Reduce_sum in a Bayesian PCA

For this particular model, I think you will get the most speedup by marginalizing out z and writing the resulting multivariate normal as a function of the sample mean and covariance matrix.

If you marginalize over z you get

\mathbf{y}_n \sim \mathcal{N}_{P}(\mathbf{0}, \mathbf{WW}' + \sigma^{2}\mathbf{I})

Then the \mathbf{y}_n are iid and you can evaluate the likelihood using sufficient statistics (sample mean vector and covariance matrix). This means you don’t need to loop over n, you can compute the sample mean vector and covariance matrix once in the generated data block (or they can be sent in as data). The Stan code to evaluate the multivariate normal via sample mean and covariance matrix is at this post.
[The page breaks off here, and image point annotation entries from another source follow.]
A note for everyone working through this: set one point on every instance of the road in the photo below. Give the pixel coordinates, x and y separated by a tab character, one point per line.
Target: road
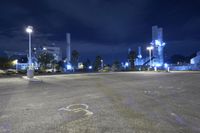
132	102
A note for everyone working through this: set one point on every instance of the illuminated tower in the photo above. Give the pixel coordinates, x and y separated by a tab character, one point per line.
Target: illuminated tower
68	39
158	44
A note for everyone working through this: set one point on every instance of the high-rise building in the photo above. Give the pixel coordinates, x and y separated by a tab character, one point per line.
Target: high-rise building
55	51
68	39
158	45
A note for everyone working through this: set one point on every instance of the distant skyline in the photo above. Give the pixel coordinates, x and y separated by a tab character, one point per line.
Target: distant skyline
101	27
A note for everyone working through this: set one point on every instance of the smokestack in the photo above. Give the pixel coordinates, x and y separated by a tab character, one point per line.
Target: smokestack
68	39
139	52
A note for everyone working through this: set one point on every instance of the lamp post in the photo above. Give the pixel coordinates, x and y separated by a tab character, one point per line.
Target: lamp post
30	71
149	49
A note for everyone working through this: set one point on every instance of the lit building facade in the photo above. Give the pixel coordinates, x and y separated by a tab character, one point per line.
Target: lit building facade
196	60
158	46
55	51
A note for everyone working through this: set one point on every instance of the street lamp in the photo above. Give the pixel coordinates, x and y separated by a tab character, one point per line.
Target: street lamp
30	71
149	49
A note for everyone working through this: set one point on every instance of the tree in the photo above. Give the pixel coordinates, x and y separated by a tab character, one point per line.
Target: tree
97	63
131	59
75	57
44	59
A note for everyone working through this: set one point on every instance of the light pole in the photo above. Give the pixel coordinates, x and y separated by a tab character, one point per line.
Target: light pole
30	71
149	49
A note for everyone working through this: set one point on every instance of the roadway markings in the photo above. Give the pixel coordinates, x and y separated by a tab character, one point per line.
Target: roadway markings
77	108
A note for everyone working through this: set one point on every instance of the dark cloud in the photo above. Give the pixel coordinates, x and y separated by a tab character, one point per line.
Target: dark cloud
98	26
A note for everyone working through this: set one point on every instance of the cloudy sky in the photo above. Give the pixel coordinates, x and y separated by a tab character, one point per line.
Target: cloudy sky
101	27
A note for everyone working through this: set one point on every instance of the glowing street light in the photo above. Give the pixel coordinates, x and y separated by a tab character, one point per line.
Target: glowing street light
150	48
30	71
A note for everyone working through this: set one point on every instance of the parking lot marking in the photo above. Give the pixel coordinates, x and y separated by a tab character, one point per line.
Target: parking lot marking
77	108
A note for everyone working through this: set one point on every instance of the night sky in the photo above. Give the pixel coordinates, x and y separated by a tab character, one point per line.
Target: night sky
101	27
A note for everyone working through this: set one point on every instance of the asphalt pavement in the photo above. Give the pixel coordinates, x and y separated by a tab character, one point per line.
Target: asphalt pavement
127	102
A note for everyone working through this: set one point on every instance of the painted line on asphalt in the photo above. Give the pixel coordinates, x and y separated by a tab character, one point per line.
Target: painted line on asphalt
77	108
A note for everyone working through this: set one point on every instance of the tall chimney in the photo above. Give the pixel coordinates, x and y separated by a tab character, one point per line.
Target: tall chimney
68	39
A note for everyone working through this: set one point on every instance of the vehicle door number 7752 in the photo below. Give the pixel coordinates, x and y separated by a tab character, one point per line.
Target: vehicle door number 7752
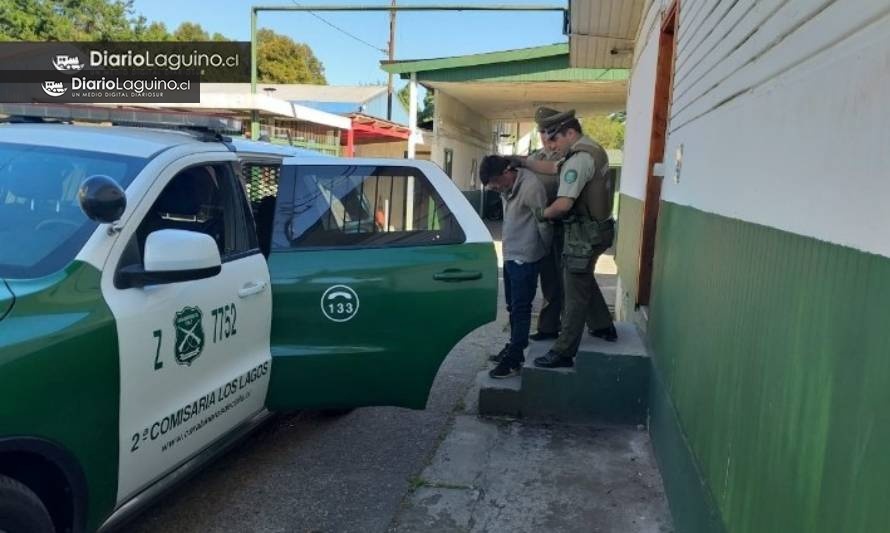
225	320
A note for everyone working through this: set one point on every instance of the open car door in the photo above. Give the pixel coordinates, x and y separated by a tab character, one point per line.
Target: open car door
379	268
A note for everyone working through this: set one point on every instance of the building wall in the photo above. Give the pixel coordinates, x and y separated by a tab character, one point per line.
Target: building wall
460	129
390	150
768	318
641	92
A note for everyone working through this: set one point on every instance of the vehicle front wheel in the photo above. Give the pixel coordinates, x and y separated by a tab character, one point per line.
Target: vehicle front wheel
21	511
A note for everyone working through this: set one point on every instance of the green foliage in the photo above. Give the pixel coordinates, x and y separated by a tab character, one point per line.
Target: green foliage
282	60
156	31
424	112
67	20
404	97
429	107
607	131
190	31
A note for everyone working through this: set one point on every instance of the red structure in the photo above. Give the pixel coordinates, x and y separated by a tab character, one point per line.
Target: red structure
367	130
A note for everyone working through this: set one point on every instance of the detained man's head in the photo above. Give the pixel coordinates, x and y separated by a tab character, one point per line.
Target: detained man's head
496	174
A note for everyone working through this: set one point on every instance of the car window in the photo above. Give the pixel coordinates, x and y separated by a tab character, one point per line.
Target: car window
42	227
206	199
324	206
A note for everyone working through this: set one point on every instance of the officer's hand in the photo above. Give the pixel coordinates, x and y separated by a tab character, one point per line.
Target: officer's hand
516	161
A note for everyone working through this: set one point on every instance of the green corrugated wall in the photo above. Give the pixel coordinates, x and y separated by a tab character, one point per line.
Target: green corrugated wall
775	350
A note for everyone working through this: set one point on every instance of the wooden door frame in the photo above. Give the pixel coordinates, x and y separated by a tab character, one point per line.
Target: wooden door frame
664	77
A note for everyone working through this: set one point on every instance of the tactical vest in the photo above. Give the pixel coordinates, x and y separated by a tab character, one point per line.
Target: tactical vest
595	200
589	223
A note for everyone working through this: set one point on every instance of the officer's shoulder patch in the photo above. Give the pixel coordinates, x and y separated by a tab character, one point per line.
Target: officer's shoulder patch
570	176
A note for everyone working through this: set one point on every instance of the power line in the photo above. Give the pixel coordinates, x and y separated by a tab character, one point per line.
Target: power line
341	30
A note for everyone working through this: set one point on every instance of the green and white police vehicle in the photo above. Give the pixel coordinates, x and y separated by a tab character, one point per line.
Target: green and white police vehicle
162	292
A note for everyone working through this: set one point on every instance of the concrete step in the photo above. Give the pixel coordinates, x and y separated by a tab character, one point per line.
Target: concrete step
608	384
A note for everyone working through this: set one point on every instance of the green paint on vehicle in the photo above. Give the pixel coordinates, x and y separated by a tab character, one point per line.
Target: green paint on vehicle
189	335
390	351
693	509
773	349
59	375
6	299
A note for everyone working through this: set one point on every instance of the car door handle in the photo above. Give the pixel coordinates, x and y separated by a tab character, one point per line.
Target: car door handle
454	274
254	287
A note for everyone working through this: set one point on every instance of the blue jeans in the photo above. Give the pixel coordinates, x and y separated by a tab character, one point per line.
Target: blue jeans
520	285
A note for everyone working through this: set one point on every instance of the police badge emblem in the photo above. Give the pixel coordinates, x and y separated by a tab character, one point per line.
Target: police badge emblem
571	176
189	335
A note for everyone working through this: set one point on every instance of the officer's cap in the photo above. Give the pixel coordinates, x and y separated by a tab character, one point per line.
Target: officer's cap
542	114
552	124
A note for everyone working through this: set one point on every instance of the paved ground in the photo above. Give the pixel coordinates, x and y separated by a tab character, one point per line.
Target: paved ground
387	469
502	475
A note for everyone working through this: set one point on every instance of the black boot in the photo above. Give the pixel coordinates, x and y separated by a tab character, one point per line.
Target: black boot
608	334
500	355
554	360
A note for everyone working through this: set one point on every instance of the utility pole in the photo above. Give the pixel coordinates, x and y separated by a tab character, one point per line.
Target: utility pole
392	55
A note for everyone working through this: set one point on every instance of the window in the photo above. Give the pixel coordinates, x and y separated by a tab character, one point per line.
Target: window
449	162
205	199
41	225
261	182
347	206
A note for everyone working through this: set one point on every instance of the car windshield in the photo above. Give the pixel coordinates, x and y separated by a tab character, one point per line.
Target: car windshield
41	225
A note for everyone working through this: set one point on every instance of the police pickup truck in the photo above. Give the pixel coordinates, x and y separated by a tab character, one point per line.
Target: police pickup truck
161	292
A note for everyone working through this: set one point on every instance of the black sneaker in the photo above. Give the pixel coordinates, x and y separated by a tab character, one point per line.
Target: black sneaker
505	369
554	360
608	334
497	358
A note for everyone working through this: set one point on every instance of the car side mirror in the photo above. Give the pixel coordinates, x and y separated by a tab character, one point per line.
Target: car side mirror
173	255
102	199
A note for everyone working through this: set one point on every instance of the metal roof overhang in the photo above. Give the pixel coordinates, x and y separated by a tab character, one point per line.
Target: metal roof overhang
518	101
602	32
511	84
367	129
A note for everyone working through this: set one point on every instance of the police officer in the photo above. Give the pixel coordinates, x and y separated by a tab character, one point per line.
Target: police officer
584	205
550	318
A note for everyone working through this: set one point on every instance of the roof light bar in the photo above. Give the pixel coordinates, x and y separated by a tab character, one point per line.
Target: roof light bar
129	117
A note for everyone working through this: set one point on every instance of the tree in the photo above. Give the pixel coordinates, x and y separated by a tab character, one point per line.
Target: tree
429	107
425	112
607	131
282	60
156	31
190	31
71	20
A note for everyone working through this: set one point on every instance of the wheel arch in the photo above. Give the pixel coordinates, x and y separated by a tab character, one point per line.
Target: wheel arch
52	473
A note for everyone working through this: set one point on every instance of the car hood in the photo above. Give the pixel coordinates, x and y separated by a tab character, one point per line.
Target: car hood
6	299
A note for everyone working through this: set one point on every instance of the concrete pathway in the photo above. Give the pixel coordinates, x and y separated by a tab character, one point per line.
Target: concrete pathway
503	475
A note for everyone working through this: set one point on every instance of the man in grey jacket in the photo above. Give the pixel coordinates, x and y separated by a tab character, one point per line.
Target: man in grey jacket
525	241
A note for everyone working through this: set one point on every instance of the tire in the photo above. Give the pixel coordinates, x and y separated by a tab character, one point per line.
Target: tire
21	511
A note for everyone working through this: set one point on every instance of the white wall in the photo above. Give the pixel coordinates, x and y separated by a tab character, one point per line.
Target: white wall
782	111
640	98
464	131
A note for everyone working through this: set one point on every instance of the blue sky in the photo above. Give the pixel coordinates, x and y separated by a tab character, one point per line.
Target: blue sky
348	62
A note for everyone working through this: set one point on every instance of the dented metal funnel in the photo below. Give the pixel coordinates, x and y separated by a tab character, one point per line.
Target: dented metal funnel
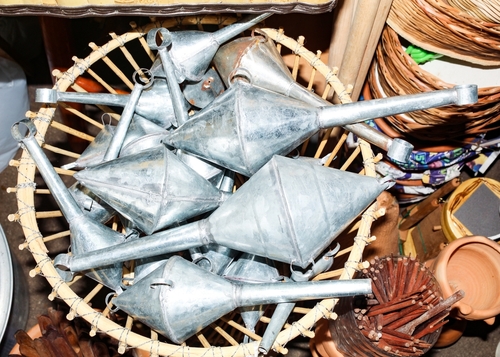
154	103
258	59
91	205
192	51
116	143
152	188
94	153
290	211
86	234
246	125
177	307
178	99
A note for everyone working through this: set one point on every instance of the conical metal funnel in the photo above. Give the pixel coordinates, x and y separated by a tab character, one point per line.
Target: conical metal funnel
290	211
86	234
153	189
192	51
202	93
246	125
91	205
258	59
94	153
180	298
154	103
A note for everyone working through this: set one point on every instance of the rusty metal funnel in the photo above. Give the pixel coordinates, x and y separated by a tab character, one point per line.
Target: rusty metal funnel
178	307
153	189
86	234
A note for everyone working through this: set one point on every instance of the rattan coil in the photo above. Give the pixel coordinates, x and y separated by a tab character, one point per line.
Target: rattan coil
438	27
395	73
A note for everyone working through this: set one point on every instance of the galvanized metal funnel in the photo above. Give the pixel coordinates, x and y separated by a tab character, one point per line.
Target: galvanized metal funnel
290	211
154	103
153	189
91	205
252	269
95	151
86	234
178	307
192	51
246	125
258	59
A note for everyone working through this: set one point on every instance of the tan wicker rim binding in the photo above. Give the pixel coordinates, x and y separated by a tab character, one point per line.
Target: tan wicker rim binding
438	27
395	73
81	306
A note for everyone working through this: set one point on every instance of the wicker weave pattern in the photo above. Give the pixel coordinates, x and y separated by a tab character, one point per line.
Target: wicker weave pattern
395	73
438	27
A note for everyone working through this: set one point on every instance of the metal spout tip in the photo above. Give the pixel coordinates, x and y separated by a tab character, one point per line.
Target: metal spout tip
69	166
46	95
466	94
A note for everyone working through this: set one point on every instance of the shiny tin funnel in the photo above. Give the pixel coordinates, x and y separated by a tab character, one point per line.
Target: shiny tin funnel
154	103
246	125
193	51
94	153
178	307
86	234
152	189
290	211
258	59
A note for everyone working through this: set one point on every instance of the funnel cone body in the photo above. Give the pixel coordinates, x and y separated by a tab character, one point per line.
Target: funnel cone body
178	307
291	210
244	127
192	51
153	189
85	234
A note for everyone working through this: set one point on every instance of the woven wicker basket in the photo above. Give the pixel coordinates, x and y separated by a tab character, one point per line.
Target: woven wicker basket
395	73
223	338
438	27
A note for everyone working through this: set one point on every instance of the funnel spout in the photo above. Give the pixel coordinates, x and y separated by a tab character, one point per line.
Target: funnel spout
170	241
339	115
272	293
69	207
47	95
231	31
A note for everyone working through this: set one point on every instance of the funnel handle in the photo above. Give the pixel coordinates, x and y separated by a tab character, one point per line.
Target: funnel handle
152	36
16	133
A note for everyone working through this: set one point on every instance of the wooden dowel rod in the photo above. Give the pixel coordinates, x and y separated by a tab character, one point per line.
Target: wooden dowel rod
112	66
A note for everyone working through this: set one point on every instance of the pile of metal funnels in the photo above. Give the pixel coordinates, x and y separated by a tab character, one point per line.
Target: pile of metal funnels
208	108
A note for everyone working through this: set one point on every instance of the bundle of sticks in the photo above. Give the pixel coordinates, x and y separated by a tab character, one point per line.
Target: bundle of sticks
406	307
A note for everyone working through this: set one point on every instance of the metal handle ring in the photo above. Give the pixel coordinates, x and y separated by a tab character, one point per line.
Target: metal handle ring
152	36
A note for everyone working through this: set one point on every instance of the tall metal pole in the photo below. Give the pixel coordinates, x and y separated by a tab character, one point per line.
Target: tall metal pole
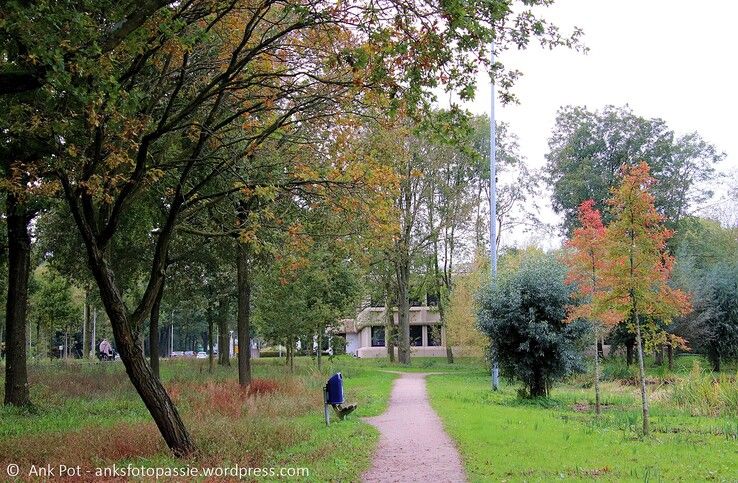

If you want the \mathbf{z}_n, you can obtain them in generated quantities by using the multivariate normal rng. You have that (\mathbf{y}_n'\ \mathbf{z}_n')' is multivariate normal and, from there, can obtain the distribution of \mathbf{z}_n \mid\ \mathbf{y}_n as another multivariate normal. I am working from memory, but I believe the result is

\mathbf{z}_n \mid\ \mathbf{y}_n \sim \mathcal{N}_{Q}(\mathbf{W}'(\mathbf{WW}' + \sigma^{2}\mathbf{I})^{-1}\mathbf{y}_n,\ \mathbf{I} - \mathbf{W}'(\mathbf{WW}' + \sigma^{2}\mathbf{I})^{-1}\mathbf{W})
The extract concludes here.